The main focus, as the title indicates, is the way that income inequality in the U.S. has led to a loss of economic mobility. It is simply no longer true that a poor person, or the poor person’s children, can hope that through hard work, or education, or whatever, they will become reasonably well off.  Obama labels this as a serious challenge to who we are as a nation.
Along the way, the President trots out many of the statistics that people worried about income inequality commonly cite—like the CEO who was content to make20 to 30 times that the average worker made in the 1960s now makes 273 times as much, and that the top few percent of the population are running off with an increasingly disproportionate percentage of wealth and new economic growth. He deals with many of the standard ploys that economism’s defenders use to defend the status quo (like the claim that raising the minimum wage would hurt poor workers) and points out why all of them are misguided or inaccurate. He insists that government policy must play a major role in redressing the problems.
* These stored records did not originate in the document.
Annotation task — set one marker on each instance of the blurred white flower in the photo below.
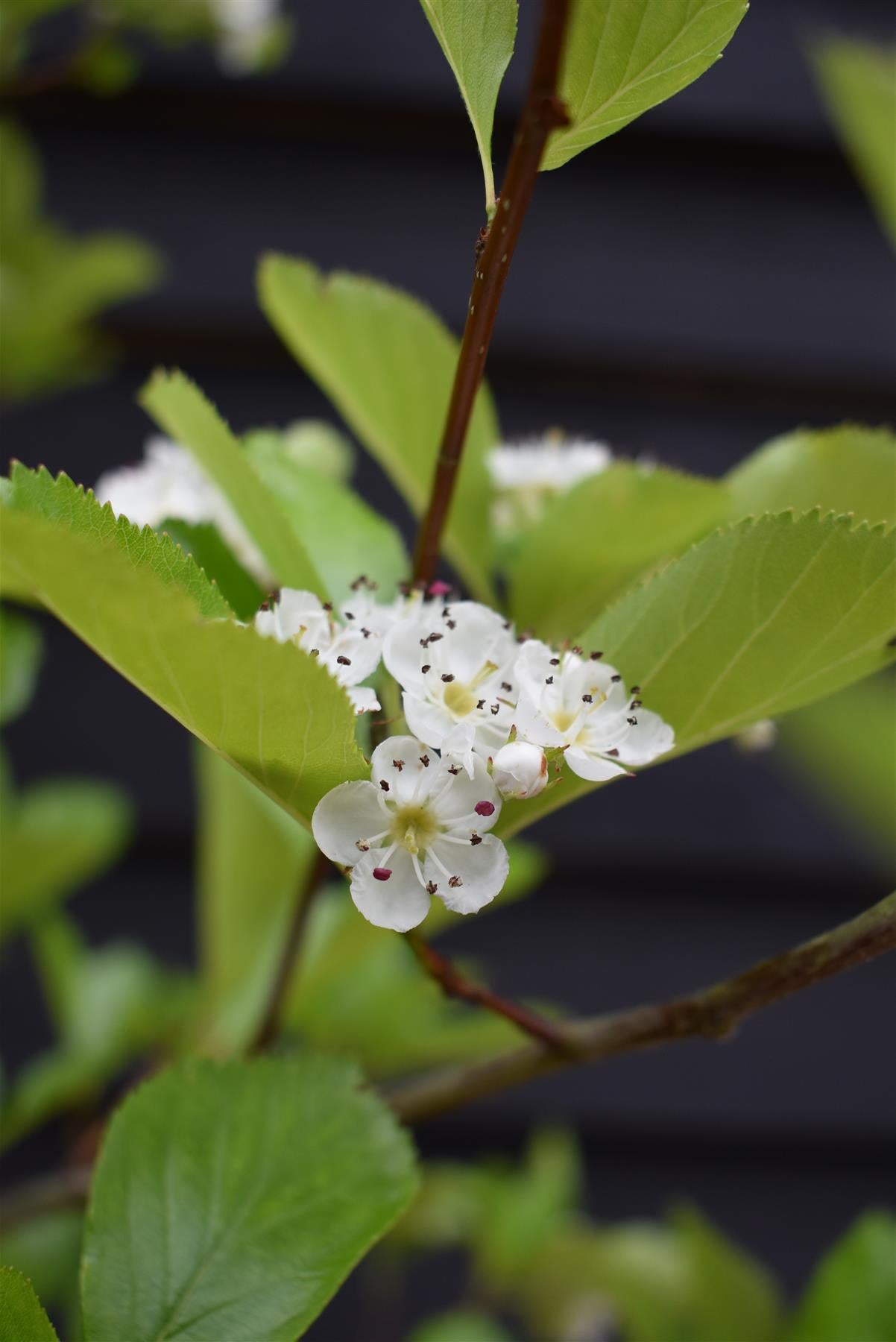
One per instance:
(349, 652)
(581, 705)
(169, 483)
(455, 666)
(414, 831)
(520, 771)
The road back from economism (maybe that’s a good title for the book that refutes the standard reading of Hayek’s The Road to Serfdom) will be long and difficult, but it has to start with the flaws of economism becoming the subject of robust political debate. As I explained in The Golden Calf, for far too long, economism has thrived on the widespread belief that the key portions of its ideology are nothing but common sense and that no rational politician could possibly disagree with them. Just to call them out and to insist that the debate must start is a major step forward.